Every day, the scientists reckon, 180,000 children are born, and only about half that number of people die. So, there are 90,000 more mouths to feed every day. The world population is 2,900 million, and at the present rate of increase, it will be 6,000 million by the year 2000. It is calculated that half an acre of good arable land is necessary to sustain a man, a woman, or a child at a reasonable standard of living, and there are only 2,600 million acres in the world suitable for food production. Is mass starvation inevitable? All the scientists have expressed concern at the grim situation. In a sense, it is science that has produced the present problem. Modern medicine has reduced the death rate without affecting the birth rate, and the scientists thought it their duty to find remedies for the difficulty they have caused in a world that is already underfed in a large proportion.
Some of the great brains who participated in the discussion were: Professor D. V. Glass, Sir Charles Darwin, grandson of the eminent 19th-century scientist, Professor P. Sargant Florence, Dr Norman Wright, Dr H. D. Kay, Sir Alexander Fleck, F.R.S., Professor P. M. S. Blackett of London University, Sir George Thomson F.R.S., Professor Dudley Stamp, and Professor W. Arthur Lewis.

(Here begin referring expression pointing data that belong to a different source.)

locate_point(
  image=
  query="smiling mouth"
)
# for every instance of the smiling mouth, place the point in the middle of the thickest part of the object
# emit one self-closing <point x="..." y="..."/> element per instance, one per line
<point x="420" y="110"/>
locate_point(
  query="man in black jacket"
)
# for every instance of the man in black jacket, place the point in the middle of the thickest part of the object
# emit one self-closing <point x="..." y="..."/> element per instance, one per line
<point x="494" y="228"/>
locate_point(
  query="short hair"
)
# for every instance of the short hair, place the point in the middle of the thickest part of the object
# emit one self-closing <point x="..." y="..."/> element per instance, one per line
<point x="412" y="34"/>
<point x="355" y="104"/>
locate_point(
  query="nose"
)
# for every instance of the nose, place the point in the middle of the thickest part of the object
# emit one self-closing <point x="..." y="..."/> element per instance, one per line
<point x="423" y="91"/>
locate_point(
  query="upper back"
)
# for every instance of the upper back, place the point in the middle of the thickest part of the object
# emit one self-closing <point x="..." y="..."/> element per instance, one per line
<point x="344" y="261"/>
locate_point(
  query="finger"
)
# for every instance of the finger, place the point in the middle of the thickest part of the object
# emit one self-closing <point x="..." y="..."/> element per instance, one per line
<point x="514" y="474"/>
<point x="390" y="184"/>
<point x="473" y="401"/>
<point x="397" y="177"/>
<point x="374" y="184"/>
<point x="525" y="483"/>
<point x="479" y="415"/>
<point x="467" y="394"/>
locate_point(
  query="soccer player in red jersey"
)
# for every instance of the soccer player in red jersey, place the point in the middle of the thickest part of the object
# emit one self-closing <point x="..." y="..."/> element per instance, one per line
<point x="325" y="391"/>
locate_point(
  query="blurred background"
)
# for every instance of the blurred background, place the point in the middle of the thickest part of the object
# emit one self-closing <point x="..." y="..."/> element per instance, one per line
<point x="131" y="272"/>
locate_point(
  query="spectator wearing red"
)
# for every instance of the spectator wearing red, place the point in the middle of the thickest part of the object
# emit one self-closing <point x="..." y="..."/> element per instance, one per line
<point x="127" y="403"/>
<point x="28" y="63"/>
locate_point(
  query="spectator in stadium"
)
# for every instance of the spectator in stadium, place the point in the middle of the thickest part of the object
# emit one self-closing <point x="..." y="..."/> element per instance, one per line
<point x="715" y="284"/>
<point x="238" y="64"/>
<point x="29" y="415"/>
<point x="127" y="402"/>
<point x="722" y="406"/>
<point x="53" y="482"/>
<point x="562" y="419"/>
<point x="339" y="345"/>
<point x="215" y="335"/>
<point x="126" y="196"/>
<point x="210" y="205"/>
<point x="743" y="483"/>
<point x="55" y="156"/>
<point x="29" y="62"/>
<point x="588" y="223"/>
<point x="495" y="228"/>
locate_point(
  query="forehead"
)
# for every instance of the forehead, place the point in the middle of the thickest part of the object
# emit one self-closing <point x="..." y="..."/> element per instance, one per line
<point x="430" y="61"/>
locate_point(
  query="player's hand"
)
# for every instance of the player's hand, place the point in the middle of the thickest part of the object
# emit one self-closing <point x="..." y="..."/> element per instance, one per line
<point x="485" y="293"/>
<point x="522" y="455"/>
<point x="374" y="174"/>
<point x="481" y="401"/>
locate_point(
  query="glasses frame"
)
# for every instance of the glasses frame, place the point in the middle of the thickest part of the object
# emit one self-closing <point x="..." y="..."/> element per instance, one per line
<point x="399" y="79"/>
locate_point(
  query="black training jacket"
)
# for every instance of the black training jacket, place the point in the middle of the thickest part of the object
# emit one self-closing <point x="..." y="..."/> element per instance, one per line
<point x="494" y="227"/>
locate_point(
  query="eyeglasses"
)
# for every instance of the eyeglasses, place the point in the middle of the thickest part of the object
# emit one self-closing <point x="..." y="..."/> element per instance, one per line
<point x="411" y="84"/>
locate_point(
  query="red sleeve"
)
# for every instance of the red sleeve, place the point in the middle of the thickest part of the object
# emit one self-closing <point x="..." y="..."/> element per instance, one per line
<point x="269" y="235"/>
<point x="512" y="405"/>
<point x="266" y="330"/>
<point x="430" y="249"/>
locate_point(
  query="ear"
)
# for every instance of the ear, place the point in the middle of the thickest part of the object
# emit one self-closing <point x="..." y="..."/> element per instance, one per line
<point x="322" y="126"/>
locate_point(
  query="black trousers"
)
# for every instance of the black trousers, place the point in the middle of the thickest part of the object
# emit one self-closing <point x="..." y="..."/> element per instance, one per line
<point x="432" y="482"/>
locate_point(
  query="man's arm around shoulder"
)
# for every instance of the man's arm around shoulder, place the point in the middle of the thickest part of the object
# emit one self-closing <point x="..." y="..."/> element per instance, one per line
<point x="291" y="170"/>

The yearly increase of the world’s population is roughly equal to the population of Britain, asserted the President, Sir George Thomson. In his introductory address, he stressed the necessity of the “voluntary restriction of births to match the falling death rate.”
Dr Wright, deputy director-general of the United Nations Food and Agriculture Organization, held that at least half the world’s population was today either undernourished or malnourished. “It is conceivable,” he said, “that such increases could be met if world production merely adheres to its present slow trend. Clearly, far more drastic measures will be essential.” “In countries that had known undernutrition varying from wartime food shortages to semi-starvation, people had shown irritability, depression, apathy, and lack of coherent and creative thought. Those characteristics had been observed along with loss of weight and lethargy. In extreme instances, such symptoms led to a loss of moral standards and social ties,” declared Dr Wright.
Perhaps the strongest advocate of birth control was Professor Sargant Florence of Birmingham. “President Eisenhower sends no money to any country where it might help birth control clinics,” he said. “This is something we should struggle against. It is a crime against humanity. The United Nations should not be prevented from educating in birth control.”
Dr Dudley Stamp stressed the importance of the need for the planned use of land resources. Even if the present world population remained stationary, the problem of planning the best use of land would be difficult. In Mauritius, the problem of overpopulation is very acute. It is an accepted fact that a fair proportion of the population suffers from malnutrition. Anemia is rampant and made worse by too close pregnancies. Unemployment is rife, and hospitals and schools are crowded. We have to adopt realistic attitudes and not rest content with imagining solutions all based on assumptions that will not materialize. We feel that the Archbishop of Canterbury is right when he says that it is a Christian’s duty prayerfully and conscientiously to plan one’s family.
While we discuss and try to impose one’s views upon the others, time is running short, and soon it will be too late.